When the first request is made to StreamY, it creates or starts a workflow instance. (In reality, there could be multiple requests leading to the creation of multiple workflow instances)
As shown in the figure above, the newly created instance picks the very first job that seeds the entire DAG processing. This first job is called the root job and it’s pushed into the queue called the vertex job queue. At the same time, it also creates an event poller component. We will see how this poller helps in the processing in the later steps
Moving on, a global scale poller then pulls this job out of the vertex job queue to dispatch it to a vertex job executor. This executor is a thin wrapper over Kubernetes API that creates a pod to run and execute the actor defined in the workflow.
This results in the generation of an outcome or an ‘event’. The event is pushed or published into the event queue.
Now the event poller, created in step 2, processes this event as it is subscribed to the event queue. Here the poller checks for a match with user-defined triggers in the workflow. If a match is found, the associated job is pushed back into the vertex job queue.
Step 2 to Step 6 are repeated until there are no more jobs in the queue
The event-based processing combined with Kubernetes management underneath helps scale the workflow processing

Physical Design

Figure 3

StreamY Physical Design

Here is another view of StreamY in terms of physical design. The actual service consists of a user-facing workflow service that is accessed via an API. It consists of a streamy DB to store metadata or system records in Streamy DB. The service talks to two main other internal services viz worker service and event service.

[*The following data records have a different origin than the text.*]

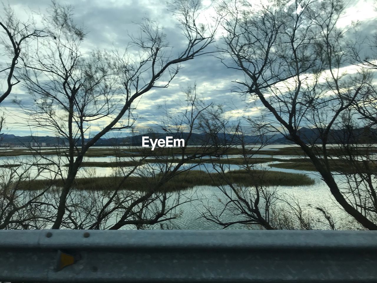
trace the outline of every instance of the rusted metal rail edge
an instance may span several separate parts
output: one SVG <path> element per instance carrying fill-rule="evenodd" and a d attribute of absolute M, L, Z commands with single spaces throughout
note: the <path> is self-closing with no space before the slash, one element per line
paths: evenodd
<path fill-rule="evenodd" d="M 0 281 L 377 282 L 377 231 L 4 230 Z"/>

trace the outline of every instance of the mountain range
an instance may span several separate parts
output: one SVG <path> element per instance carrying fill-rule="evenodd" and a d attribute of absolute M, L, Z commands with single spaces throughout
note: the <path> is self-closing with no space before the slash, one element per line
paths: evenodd
<path fill-rule="evenodd" d="M 319 128 L 302 127 L 297 132 L 299 135 L 308 143 L 319 143 L 322 142 L 321 133 L 324 129 Z M 183 138 L 188 145 L 200 145 L 204 144 L 260 144 L 261 142 L 270 144 L 286 144 L 292 143 L 290 139 L 281 134 L 265 135 L 263 137 L 252 135 L 239 135 L 225 133 L 218 133 L 215 137 L 207 133 L 196 134 L 192 133 L 189 137 L 188 133 L 157 133 L 151 132 L 129 137 L 100 138 L 96 143 L 97 146 L 113 146 L 115 145 L 141 146 L 143 137 L 149 136 L 149 138 L 163 138 L 172 136 L 173 138 Z M 85 139 L 86 141 L 89 139 Z M 377 129 L 361 128 L 358 129 L 332 129 L 329 132 L 328 143 L 339 143 L 342 140 L 348 140 L 356 143 L 377 143 Z M 1 146 L 25 146 L 36 145 L 42 146 L 64 146 L 68 142 L 66 138 L 51 136 L 20 136 L 12 134 L 3 134 L 0 135 Z M 81 141 L 77 141 L 80 144 Z M 31 144 L 30 143 L 32 143 Z"/>

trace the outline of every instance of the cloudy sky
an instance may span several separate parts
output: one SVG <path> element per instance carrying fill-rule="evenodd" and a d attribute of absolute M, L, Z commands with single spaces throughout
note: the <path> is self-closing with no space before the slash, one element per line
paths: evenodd
<path fill-rule="evenodd" d="M 58 0 L 57 2 L 74 7 L 75 20 L 86 27 L 88 32 L 84 43 L 85 48 L 88 50 L 114 48 L 121 49 L 129 42 L 129 34 L 137 34 L 138 27 L 135 23 L 140 22 L 144 18 L 148 18 L 158 20 L 164 27 L 168 40 L 170 45 L 174 47 L 175 52 L 182 51 L 181 31 L 177 28 L 177 22 L 167 10 L 164 1 Z M 346 14 L 340 21 L 339 25 L 345 26 L 352 21 L 359 20 L 362 22 L 361 30 L 366 35 L 375 33 L 377 12 L 373 8 L 374 2 L 351 0 L 348 2 Z M 205 5 L 210 3 L 210 0 L 203 1 Z M 51 2 L 49 0 L 12 0 L 9 4 L 17 16 L 25 19 L 26 18 L 26 14 L 31 11 L 44 12 Z M 200 20 L 205 23 L 206 19 L 210 17 L 212 11 L 210 8 L 207 10 L 201 15 Z M 162 112 L 158 106 L 166 105 L 168 109 L 173 111 L 178 107 L 179 100 L 184 99 L 182 90 L 194 84 L 196 84 L 197 93 L 206 102 L 227 105 L 228 108 L 226 110 L 228 112 L 226 115 L 228 116 L 236 119 L 257 114 L 257 107 L 247 107 L 244 99 L 239 94 L 230 90 L 233 86 L 232 81 L 243 78 L 243 75 L 241 73 L 226 69 L 218 60 L 208 55 L 189 60 L 182 66 L 184 68 L 168 88 L 155 89 L 140 100 L 134 112 L 139 117 L 135 124 L 136 128 L 159 124 Z M 14 88 L 1 106 L 1 110 L 7 116 L 7 129 L 3 131 L 19 135 L 28 135 L 31 132 L 38 135 L 48 134 L 43 128 L 31 129 L 20 123 L 24 114 L 18 106 L 12 103 L 16 97 L 25 104 L 31 101 L 29 96 L 25 93 L 20 85 Z"/>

Worker service does the actual processing of vertex jobs and is a wrapper over Kubernetes API. Event Service is a wrapper over messaging service that invokes NATS-based messaging service.

Build vs Open Source

One obvious question while choosing a workflow management solution for Orbital was the choice between in-house and open source. Please note while the decision to create an in-house solution for workflow management was primarily based on the following factors, these were historical and may need to be evaluated again for future use cases

Heavy Satellite Imagery use case: A good chunk of Orbital Insight jobs are based on the processing of satellite images with complex ingestion workflow. These consist of non-standard workflows and involve a lot of dynamic forking. The sheer complexity made the case in favor of building something more native to Orbital instead of an off the shelf software that may need some retrofitting to support the use case
Ad-hoc resource requirement: The requests for the insights are very ad-hoc in nature and require dynamic resource allocation. This means the ability to scale vertically and horizontally based on the request. Once again it is not best supported by any of the known market solutions
Need to support the integration with GPU: To run all the Computer Vision algorithms, integration with GPU was a requirement. A lot of open-source workflow management systems did not support this feature back when StreamY was chosen.

Conclusion

The blog talks about the inner workings of StreamY — Orbital Insights homegrown technology for a workflow management system that caters to Orbital’s use cases. Various architectural patterns including DAGs / Event Queues and Kubernetes-based APIs have been used to build this component. This has worked well for the current scale of Orbital Insight’s platform. In the future though, we will continue to evaluate the technology choice between improving the homegrown solution i.e StreamY vs adopting a suitable market leader open source to meet the needs of a growing scale.